先日、地域の小学校を訪ねる機会をいただきました。

きっかけは、海外から来ている研修生のひとりが、ふと漏らした一言でした。「学校に行ってみたい」。せっかくなら日本にいる間に叶えてあげたいと思い、ダメ元で小学校に問い合わせをしてみました。ありがたいことに、受け入れを了承してもらえたので、二人で子どもたちに会いに行ってきました。

低学年と高学年、二つの教室にお邪魔しました。特別な準備は、何もしていきませんでした。今回は、フランス語や英語、日本語を交えた自己紹介から始まって、後半はみんなでゲームをして遊ぶ。でも、だからこそ子どもたちは全身で楽しんでくれました。かっちりと組んだプログラムよりも、その場の空気で転がっていく時間のほうが、きっと「本物の出会い」として、子どもたちの中に残るのだと思います。

僕たちにとって、海外の人と触れ合うこと、英語を通じて話すことは、もう日常になっています。けれど、幼い頃の出会いが、どれほど大きな刺激になるか。僕自身がそうでした。小学生の頃、フランスから来た男の子が、同じ教室で一緒に過ごした時期があります。ほんの短い期間でしたが、あの時間が、僕にとってフランス語を学ぶ原体験になりました。

だとすれば、あの日の教室にいた子どもたちの誰かにとっても、あの一日が、いつか振り返る小さな原体験になっているのかもしれません。


そして僕には、お茶があります。

異文化交流というと、どこか空中戦になりがちです。けれど、目の前に茶葉があって、一緒に手を動かして、ひとつのものをつくる——その共通の作業があると、交流に芯が通ります。言葉が完璧に通じなくても、手と手で伝わるものがある。
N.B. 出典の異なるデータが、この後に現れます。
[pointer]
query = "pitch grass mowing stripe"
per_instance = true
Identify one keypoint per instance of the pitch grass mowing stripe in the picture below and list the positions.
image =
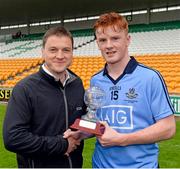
(168, 158)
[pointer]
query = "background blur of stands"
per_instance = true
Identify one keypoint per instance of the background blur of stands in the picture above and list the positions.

お茶が間に立ってくれるから、教えることも、交流することも、自然と成り立っていきます。

面白いのは、それが一方通行ではないことです。こちらが教える立場になることもあれば、海外の人の感性から、こちらが刺激をもらうこともある。お茶を挟んで、その両方向が行き来する。場と作業さえあれば、交流は狙わなくても滲み出てくるのだと、いつも感じています。
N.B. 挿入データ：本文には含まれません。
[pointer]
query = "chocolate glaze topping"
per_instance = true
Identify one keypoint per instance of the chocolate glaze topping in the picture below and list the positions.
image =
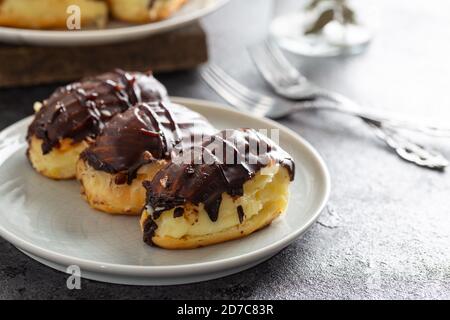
(180, 182)
(143, 134)
(80, 110)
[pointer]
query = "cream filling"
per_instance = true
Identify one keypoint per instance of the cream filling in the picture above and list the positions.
(268, 189)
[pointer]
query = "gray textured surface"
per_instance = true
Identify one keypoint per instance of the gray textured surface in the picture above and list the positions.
(386, 230)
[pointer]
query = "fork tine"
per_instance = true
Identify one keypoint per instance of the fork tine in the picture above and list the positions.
(233, 96)
(280, 59)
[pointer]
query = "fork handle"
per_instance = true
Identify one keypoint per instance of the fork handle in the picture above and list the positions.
(339, 103)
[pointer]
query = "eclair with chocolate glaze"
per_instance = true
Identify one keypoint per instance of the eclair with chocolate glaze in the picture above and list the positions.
(236, 183)
(75, 114)
(132, 148)
(143, 11)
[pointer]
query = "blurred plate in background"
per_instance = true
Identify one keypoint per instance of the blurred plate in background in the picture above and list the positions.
(114, 32)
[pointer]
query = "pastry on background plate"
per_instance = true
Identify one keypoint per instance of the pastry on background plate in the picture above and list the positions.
(75, 114)
(50, 14)
(143, 11)
(208, 200)
(132, 148)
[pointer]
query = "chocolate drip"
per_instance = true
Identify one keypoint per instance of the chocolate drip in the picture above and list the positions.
(204, 183)
(143, 134)
(80, 110)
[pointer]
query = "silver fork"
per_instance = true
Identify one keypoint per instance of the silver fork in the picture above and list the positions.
(288, 82)
(248, 100)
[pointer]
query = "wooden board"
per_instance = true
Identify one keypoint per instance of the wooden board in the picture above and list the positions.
(31, 65)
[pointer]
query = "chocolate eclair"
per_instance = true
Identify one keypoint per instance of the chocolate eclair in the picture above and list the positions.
(75, 114)
(235, 183)
(132, 148)
(143, 11)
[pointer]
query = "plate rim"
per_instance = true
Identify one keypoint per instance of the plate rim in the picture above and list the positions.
(104, 36)
(193, 268)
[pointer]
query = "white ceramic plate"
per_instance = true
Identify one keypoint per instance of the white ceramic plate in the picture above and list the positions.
(114, 32)
(50, 222)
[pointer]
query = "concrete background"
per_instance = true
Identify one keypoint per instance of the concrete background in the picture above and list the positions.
(386, 230)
自然栽培のお茶は、僕にとって、人と自然をもう一度繋ぎ直すものでした。けれどこうして見ると、それは人と人、文化と文化を繋ぎ直すものにもなっている。お茶の役割が、また少し深いところで広がったように思います。


こうした学びを、これからも広げていきたい。そして僕たち自身がそうすることで、子どもたちや、地域の人々に、こういう機会を還元させていただきたい。ずっと、そう思ってきました。

溜め込むのではなく、分かち合う。それは自然経営の芯にある考え方ですが、その相手は、協働してくれる仲間だけではありません。次の世代や、この土地に暮らす人たちにも向いているのだと、改めて感じています。

もちろん、誰にでもできることだとは思っていません。研修生や、海外から来てくださる方の素質にもよりますし、どこまで広げられるかは、まだ検討している段階です。だから今は、制度にしてしまう前に、機会があるごとに、まず味わってみる。そのくらいの距離感が、ちょうどいいと思っています。

味わう、という言葉が、僕にはしっくりきます。研修生にとっても、子どもたちにとっても、僕たち自身にとっても、まずは味わう。楽しむ。